BizTalk Performance Testing Tips

In a lot of BizTalk Server environments, performance is critical. It is not uncommon to hear for a client that they need to be able to process a specific level of transactions in a certain time window. Unfortunately, it is usually followed by the question: "So, how much hardware do I need?"

There isn't anyway to answer that question because there are too many unknowns. How big are the messages? How complex are the pipelines and maps? What about the orchestrations, if any? What other systems or adapters will be involved?

There are several strategies for finding out how much hardware you need. The first is a 'grow as you can' model. You deploy your system on a good foundation. A good SQL Server and a good single or pair of BizTalk servers. Once in production, slowly increase the traffic or consumers of the business process. As limits are reached, add more servers to the BizTalk group. This is a very organic model, and allows you to add only what you need.

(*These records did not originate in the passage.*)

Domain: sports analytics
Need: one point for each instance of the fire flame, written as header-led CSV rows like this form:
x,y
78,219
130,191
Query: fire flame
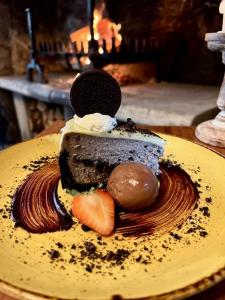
x,y
104,29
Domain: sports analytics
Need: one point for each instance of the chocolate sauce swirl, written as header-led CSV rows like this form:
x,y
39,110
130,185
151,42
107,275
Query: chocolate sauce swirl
x,y
36,206
37,209
175,202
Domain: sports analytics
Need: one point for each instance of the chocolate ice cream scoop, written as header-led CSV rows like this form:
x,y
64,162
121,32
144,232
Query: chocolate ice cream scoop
x,y
133,186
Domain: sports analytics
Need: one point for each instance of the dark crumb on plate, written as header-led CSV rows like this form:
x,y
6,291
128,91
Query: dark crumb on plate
x,y
90,247
203,233
59,245
54,254
85,228
176,236
208,200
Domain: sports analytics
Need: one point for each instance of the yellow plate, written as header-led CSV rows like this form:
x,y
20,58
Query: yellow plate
x,y
177,268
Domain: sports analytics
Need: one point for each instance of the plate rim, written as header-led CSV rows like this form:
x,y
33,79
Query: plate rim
x,y
192,289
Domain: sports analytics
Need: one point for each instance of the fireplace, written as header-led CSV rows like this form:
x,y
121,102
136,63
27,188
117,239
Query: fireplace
x,y
145,41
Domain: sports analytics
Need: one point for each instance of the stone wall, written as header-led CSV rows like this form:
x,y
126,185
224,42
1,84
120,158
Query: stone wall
x,y
5,53
186,57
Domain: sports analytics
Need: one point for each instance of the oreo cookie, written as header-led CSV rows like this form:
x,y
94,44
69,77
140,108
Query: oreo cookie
x,y
95,91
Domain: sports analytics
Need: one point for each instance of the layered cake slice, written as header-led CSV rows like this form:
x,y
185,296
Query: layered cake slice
x,y
93,144
87,158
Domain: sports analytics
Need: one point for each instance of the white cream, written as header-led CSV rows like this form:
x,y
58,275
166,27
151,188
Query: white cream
x,y
96,122
72,126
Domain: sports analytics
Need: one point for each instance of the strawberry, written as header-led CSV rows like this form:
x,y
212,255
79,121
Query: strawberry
x,y
96,210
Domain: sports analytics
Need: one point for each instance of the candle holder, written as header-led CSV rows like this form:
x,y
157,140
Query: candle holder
x,y
213,131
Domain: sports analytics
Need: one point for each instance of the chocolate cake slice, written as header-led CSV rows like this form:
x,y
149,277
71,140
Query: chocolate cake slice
x,y
87,158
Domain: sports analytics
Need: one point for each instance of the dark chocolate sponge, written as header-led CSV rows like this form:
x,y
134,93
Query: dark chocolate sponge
x,y
95,91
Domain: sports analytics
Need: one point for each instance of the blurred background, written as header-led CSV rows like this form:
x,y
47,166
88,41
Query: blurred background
x,y
156,50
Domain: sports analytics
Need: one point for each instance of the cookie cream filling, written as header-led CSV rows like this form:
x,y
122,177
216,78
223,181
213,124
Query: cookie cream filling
x,y
104,126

This model won't work in some enterprises where budgeting and accounting are more important than the properness of the solution. In these cases, they want a number up front (even before you could fairly SWAG it) and you have to stick with it. To that end, a lot of IT groups over estimate the cost of the project, almost in a negligent manner, and create this giant plan. This will either lead to the company spending more than it should (it's always a bad thing to have to go back for a second dip in the money well in these types of organizations), or the project gets canceled for costing too much money.

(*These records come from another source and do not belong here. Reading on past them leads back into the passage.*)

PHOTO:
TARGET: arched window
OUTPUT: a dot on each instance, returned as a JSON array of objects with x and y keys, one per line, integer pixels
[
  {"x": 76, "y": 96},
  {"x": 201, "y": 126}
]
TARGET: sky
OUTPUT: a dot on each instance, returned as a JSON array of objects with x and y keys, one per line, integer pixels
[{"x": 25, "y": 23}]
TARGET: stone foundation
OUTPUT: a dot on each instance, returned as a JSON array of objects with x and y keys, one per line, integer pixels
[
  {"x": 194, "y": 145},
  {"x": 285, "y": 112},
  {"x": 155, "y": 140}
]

There is another way, and it is sort of a blend. You can prototype some of the processes on some trial hardware, and then extrapolate from there to determine the cost of the project. You will still get estimated figures, but they will be based on results, and not on beer and dreams.

Microsoft has finally made a document called Managing a Successful Performance Lab public, that helps you learn how to manage a performance lab test.

I don't want to cover what is clearly laid out in the paper, but I do want to add some of my own thoughts and some high level guidance.

First, make sure that you select a business process that is representative of the work the system will be handling. Build that process out as you would for production. But don't go so far that you end up actually writing the system. It is OK to cut corners. This is a prototype. Just make sure that you involve the adapters and third party systems you will use in production. Which adapters you use can really affect the systems performance.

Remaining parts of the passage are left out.